Worldwide, RSV causes around 33 million acute lower respiratory tract infections annually in children under five. About 10 percent of cases, or 3.2 million children, are hospitalized, and nearly 60,000 die in the hospital. This is especially the case in low-income and middle-income countries where resources are limited. Forty-five percent of all deaths due to RSV occur in children under six months of age. In poorer regions, RSV is the second most common cause of infant mortality.
As the authors of The Lancet report said, “Almost half of all acute respiratory illnesses in the first year of life were RSV-associated. The burden of RSV-associated hospitalization was highest in infants younger than three months, with an incidence rate of 3.3 per 1,000 infant months. Children born in autumn had a significantly higher risk of hospitalization than children born in other seasons.”
Pediatrician Professor Louis Bont at the Wilhelmina Children’s Hospital in the University Medical Center, Utrecht, the Netherlands, underscored the need to bring vaccines to markets that can help lower the burden of disease and alleviate the pressures being sustained by hospitals.
Comments by Bont follow the recent announcement by Pfizer on their phase three global maternal immunization trial for its bivalent RSV vaccine. Vaccine effectiveness against severe “medically attended” lower respiratory infection was 82 percent in the first three months of life and almost 70 percent in the first six months. The vaccines were given to pregnant women as single-dose vaccines to protect their newborns.
Annaliesa Anderson, senior vice president and chief scientific officer of vaccines research and development, said at the press brief on November 1, 2022, “We are thrilled by these data as this is the first-ever investigational vaccine shown to help protect newborns against severe RSV-related respiratory illness immediately at birth.” Pfizer is currently seeking FDA approval for its new vaccine.
In the meantime, the European Medicines Agency has recently approved a monoclonal antibody treatment (nirsevimab, brand name Beyfortus) given as an intramuscular injection to prevent or lessen the severity of disease with RSV. The treatment was developed by AstraZeneca and Sanofi. When given before the start of RSV season, it appeared to decrease the risk of medically attended RSV infection by 75 percent, but did not reach statistical significance for hospitalization.
Though the study is a critical contribution to the understanding of respiratory illnesses in children, one crucial finding being overlooked in The Lancet report by the media reporting is any mention of what happened when mitigation measures were implemented at the start of the COVID pandemic—the near elimination of RSV.

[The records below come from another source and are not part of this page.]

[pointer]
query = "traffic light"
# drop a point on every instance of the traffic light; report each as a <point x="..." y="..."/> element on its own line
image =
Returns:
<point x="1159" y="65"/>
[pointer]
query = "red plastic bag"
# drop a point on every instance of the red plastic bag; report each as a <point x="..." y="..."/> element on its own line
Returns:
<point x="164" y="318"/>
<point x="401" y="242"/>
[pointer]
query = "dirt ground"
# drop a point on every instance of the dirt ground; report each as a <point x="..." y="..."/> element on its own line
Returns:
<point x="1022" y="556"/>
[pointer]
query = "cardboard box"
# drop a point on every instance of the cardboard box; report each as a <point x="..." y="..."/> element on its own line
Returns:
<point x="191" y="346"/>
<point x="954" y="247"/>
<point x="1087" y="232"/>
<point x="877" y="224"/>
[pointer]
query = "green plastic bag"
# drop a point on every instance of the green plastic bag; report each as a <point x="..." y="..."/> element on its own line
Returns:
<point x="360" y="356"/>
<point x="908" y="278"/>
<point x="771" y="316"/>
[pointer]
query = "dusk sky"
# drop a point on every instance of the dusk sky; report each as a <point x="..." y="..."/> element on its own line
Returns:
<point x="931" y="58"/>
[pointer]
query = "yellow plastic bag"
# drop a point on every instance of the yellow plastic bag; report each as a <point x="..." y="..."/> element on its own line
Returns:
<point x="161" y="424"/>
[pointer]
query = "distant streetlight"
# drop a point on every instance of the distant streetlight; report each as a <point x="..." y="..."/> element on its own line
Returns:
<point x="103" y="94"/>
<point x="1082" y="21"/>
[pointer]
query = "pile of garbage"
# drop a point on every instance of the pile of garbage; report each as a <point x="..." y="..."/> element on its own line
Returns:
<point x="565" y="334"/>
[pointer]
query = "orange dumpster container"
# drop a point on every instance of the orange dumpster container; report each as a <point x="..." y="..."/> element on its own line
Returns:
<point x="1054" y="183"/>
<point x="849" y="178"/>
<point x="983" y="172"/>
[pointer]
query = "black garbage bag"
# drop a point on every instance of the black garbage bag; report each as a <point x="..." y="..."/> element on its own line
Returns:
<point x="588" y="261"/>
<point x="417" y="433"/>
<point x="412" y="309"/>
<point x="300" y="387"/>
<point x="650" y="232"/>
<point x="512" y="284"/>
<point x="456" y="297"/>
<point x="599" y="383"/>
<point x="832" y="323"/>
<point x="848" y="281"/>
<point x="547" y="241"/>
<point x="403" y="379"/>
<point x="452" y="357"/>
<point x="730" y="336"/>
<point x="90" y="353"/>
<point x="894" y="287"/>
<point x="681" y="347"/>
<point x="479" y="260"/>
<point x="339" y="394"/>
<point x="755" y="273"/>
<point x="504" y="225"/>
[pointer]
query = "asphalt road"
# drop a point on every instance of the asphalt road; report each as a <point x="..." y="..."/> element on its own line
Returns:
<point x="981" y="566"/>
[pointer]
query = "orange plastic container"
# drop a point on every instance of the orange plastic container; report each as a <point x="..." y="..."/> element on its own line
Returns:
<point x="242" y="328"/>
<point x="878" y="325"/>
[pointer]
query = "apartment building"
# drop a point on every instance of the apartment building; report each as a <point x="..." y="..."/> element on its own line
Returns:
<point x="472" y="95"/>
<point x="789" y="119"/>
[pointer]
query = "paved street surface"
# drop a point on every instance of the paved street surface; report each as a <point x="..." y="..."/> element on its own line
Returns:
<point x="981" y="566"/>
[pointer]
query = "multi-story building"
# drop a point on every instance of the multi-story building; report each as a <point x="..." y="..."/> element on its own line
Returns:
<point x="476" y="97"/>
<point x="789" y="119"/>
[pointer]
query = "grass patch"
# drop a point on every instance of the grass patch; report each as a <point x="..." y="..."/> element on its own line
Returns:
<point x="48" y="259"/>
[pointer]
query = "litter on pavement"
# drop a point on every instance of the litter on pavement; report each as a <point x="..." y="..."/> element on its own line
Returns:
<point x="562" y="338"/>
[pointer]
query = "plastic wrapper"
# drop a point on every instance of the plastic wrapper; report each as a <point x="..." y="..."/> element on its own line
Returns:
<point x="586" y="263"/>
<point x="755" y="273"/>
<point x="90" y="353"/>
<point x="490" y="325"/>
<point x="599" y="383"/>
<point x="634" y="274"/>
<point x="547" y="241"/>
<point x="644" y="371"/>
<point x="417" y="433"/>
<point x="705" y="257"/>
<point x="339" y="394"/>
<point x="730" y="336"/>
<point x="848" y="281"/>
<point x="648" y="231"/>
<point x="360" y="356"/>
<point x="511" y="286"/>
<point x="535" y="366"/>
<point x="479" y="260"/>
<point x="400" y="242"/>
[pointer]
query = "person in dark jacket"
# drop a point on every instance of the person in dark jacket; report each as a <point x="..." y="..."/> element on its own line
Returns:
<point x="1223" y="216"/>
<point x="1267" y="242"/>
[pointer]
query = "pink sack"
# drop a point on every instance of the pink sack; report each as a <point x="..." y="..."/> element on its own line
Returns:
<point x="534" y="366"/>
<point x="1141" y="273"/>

Interestingly, the authors noted that they had to exclude children born after April 1, 2020 from the study because RSV infections across the European Union plummeted abruptly and remained essentially non-existent throughout the first year of their lives.
As crucial as therapeutics to prevent or treat viral pathogens are in the armament of medicine, the social implications of allowing three-quarters of all pediatric hospital beds in the US to be filled with children infected with RSV and influenza when these can easily be prevented is both a catastrophe and indictment of the capitalist system that bears direct responsibility for these illnesses.
Already the CDC and health officials have declared the current flu season an epidemic, with a further intensification of respiratory illnesses expected. The recent letter penned by 33 medical groups to President Biden is an open confirmation that the health system in the country is in a state of collapse. Still, hardly a word has emerged from the Biden administration on these issues.